The recording was released on Oct. 18. The concerto appears on the album “Sara Sant’Ambrogio and the Royal Philharmonic Orchestra,” conducted by Grzegorz Nowak, along with the Elgar Cello Concerto and her arrangements of Piazzolla’s “Libertango” and “Oblivion.” It can readily be found on Spotify, Apple Music, Amazon, and other sources.
If all of that weren’t enough of an honor, the album had the distinction of climbing to number 6 on the Billboard Classical Album charts for two weeks in November. “There are some big names on that list. I knew all the names on that list except my own,” Mr. Wolosoff joked. In addition, the classical music radio station WQXR has aired the concerto twice in the last month. “It was a moment of validation,” the composer said.
The recording of the concerto received a five-star review by Jerry Dubins of Fanfare magazine, which said in part, “It’s exceedingly rare to encounter a major new work by a living composer which, without widespread exposure over an extended period of time, can be declared an instant masterpiece, but in my opinion, American composer Bruce Wolosoff . . . has pulled off that coup. . . . [It is] a work that is filled with real melody, rhythmic drive, urgent drama, and sweeping orchestral vistas. In other words, Wolosoff has composed a concerto in the true Romantic tradition, and it’s of such compelling beauty that it doesn’t take more than one listening to fall in love with it.”

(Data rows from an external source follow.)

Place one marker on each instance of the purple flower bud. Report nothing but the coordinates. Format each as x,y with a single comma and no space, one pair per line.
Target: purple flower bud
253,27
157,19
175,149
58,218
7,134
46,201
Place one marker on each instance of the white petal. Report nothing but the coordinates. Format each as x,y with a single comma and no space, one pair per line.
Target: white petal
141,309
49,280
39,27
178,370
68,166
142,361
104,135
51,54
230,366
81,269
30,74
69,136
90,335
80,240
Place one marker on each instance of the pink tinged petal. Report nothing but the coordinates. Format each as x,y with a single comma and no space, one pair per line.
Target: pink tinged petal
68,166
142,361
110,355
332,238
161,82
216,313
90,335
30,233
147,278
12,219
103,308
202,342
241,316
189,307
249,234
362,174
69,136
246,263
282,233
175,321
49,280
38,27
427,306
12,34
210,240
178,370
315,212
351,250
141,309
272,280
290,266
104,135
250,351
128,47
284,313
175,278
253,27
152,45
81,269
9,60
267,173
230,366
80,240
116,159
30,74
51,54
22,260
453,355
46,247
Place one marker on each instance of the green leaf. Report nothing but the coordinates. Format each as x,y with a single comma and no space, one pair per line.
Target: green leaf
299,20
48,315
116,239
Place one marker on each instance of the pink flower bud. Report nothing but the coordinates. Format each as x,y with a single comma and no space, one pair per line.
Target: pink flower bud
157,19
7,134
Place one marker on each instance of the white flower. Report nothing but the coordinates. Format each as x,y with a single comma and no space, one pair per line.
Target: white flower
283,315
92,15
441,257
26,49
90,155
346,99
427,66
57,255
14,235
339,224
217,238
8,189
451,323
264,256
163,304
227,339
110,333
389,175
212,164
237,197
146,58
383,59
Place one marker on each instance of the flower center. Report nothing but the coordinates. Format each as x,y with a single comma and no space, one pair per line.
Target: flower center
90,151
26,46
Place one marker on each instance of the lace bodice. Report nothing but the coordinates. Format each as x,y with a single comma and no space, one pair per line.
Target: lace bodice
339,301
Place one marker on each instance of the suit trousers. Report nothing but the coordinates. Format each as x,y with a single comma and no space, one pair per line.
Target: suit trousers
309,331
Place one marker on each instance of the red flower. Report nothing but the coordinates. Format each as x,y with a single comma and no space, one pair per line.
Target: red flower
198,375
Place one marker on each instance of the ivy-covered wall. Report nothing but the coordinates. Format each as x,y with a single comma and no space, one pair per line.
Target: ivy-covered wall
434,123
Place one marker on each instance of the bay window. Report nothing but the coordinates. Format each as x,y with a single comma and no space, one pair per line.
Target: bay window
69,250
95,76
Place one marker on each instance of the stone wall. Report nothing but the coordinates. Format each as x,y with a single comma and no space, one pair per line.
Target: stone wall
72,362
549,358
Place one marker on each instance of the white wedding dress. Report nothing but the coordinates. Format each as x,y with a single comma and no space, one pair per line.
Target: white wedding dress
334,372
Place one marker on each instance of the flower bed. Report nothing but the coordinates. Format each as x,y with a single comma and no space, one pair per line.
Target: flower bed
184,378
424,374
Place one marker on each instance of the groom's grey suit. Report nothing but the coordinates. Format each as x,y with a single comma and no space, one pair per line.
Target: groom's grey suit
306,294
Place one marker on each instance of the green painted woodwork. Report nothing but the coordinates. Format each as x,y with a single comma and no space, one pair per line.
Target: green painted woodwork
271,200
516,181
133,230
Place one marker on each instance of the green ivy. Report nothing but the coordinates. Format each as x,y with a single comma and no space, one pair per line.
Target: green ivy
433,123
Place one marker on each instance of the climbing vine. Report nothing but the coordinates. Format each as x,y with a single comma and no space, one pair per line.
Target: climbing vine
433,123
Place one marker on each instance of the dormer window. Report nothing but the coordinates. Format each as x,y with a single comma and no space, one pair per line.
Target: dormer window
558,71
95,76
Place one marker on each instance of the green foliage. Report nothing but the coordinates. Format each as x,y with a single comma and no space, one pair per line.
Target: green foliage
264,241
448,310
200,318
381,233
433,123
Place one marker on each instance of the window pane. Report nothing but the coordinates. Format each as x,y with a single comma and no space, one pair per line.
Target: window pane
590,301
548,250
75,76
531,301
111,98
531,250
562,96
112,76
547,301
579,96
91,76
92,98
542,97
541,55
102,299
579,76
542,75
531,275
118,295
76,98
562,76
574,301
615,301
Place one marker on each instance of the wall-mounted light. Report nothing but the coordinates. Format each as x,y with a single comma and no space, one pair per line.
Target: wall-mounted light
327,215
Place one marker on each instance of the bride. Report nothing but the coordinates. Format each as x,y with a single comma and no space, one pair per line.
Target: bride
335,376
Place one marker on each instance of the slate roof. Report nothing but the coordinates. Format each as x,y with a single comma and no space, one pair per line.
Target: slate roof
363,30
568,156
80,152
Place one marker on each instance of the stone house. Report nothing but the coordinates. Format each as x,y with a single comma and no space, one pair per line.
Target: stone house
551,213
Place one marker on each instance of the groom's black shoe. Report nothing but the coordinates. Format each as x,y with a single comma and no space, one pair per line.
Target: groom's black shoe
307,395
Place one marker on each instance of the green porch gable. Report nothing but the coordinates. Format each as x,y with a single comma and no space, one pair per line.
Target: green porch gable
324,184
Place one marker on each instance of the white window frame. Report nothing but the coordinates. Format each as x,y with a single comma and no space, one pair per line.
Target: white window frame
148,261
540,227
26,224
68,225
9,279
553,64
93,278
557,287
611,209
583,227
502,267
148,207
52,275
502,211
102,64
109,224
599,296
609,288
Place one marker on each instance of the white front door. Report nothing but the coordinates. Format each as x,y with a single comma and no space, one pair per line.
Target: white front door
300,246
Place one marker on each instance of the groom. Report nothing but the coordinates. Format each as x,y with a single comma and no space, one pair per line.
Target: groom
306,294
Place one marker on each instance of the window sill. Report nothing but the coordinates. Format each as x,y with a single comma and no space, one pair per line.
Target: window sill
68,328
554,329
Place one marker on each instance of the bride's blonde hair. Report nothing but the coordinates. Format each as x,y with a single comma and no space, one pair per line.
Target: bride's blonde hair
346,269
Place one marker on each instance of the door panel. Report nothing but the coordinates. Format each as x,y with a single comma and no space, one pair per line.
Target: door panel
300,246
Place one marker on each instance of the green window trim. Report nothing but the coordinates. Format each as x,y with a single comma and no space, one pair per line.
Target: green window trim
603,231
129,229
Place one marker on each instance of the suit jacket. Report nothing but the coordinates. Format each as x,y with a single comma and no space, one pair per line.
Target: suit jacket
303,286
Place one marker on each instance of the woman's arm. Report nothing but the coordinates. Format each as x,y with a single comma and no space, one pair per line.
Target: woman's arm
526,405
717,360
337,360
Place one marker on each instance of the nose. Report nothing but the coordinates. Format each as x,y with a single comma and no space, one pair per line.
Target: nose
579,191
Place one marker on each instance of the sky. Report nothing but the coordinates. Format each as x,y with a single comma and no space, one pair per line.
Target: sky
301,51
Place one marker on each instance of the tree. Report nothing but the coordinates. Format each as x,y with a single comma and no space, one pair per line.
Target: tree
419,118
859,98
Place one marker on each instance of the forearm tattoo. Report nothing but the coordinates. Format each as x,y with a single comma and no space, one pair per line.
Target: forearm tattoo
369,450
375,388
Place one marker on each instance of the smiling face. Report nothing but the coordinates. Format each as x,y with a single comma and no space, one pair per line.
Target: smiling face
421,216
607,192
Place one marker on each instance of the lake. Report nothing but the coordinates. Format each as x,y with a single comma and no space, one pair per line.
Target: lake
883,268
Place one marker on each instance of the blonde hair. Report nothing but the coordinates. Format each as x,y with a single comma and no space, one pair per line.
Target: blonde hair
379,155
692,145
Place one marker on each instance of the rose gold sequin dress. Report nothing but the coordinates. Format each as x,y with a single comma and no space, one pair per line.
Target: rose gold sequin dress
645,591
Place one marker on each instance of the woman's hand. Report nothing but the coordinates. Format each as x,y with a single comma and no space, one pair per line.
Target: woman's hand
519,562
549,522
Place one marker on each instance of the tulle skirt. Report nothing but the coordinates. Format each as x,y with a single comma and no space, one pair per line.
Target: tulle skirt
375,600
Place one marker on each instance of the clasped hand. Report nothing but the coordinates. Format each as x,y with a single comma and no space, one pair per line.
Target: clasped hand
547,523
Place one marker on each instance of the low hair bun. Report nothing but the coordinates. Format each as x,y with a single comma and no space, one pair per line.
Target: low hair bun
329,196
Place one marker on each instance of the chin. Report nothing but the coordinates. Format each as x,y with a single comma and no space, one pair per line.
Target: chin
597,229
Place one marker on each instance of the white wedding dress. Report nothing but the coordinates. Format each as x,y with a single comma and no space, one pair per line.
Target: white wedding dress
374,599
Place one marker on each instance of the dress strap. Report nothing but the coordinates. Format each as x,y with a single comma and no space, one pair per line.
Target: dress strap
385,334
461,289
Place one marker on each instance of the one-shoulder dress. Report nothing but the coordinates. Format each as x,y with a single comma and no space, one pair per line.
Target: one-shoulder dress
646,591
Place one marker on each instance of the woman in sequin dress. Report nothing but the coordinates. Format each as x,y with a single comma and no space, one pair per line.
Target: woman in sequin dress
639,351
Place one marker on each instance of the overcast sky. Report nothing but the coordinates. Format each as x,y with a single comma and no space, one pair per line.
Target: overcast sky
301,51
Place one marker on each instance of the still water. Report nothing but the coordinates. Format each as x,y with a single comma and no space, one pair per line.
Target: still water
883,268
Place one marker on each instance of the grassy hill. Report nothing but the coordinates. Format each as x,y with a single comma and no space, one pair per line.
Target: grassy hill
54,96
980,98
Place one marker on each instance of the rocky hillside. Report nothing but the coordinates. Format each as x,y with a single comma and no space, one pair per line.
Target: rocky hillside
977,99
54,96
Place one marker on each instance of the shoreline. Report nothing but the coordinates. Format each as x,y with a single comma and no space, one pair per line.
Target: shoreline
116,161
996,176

Mr. Wolosoff’s next project is the Manhattan premiere of his “The Astronomer’s Key,” inspired by work of the Abstract Expressionist painter Milton Resnick, on Jan. 26. Also on that program will be “The Loom,” inspired by the watercolors of Eric Fischl, which was the piece that Mr. Wolosoff composed for the Eroica Trio and the first occasion of he and Ms. Sant’Ambrogio working together.